Yesterday mozilla introduced Persona (used to be BrowserID). More
information about that can be found here https://www.persona.org/. At
first i was - like probably quite a few others - sceptical about
another single sign-on system. I mean, we have openid already and it
does seem to work fine now that it's finally populair. However, i
personally now see persona as it's successor. It's so extremely easy
to use it.

Assumption: you are logged in with persona
Logging in on a persona enabled site is very very easy and extremely
user friendly. You get a popup which asks if you want to login or not.
If you want you simply push the sign in button and you're in! You
don't need to type in anything just to login.

Needless to say, i'm very positive about this :)

Why don't we add persona support on the KDE sites?
What would be needed for that to happen? Considering that OpenID is
already in place, adding persona must be very easy to add.

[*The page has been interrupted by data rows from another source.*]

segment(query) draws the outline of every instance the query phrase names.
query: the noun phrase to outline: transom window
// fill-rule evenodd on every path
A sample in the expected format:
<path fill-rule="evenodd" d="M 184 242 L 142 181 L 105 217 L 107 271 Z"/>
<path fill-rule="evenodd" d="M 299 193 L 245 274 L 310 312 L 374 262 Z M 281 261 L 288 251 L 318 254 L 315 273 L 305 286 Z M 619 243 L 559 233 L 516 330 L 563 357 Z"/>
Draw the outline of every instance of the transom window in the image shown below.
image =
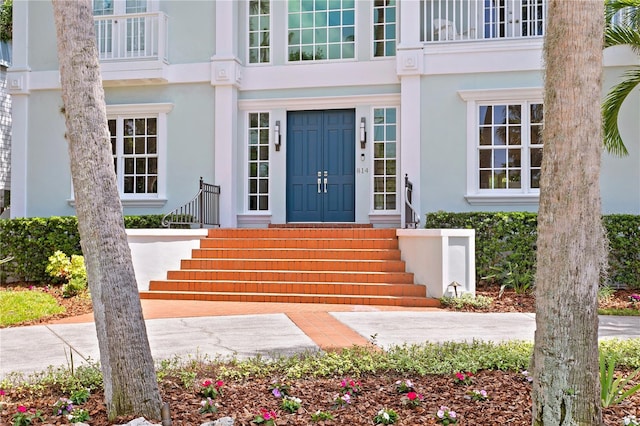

OpenID is 'already in place' for only a few sites, such as the wikis. Taking the wikis as an example, we support OpenID only because MediaWiki already had the code for it. KDE people didn't do any work to add OpenID support. So if you want Persona support on the wikis, I guess you should ask the Mediawiki developers first.

But wikis are just one example. Most of the KDE sites already support unified login with KDE Identity. With my KDE sysadmin hat on, I'll say we might implement Persona only if someone comes up with a concrete proposal of how it would integrate with Identity. Supporting KDE Identity *and* OpenID *and* Persona as totally independent login options is absolutely a no-go.

As a second objection, it was announced *yesterday*, and I bet few people in this list even know anything about it at this early point. We won't be early adopters, at least not at such an extreme (I'm relatively new to KDE compared to its 10+ year history, but I'll take the guess that KDE has never integrated with new technology within a *day* of its announcement of existence).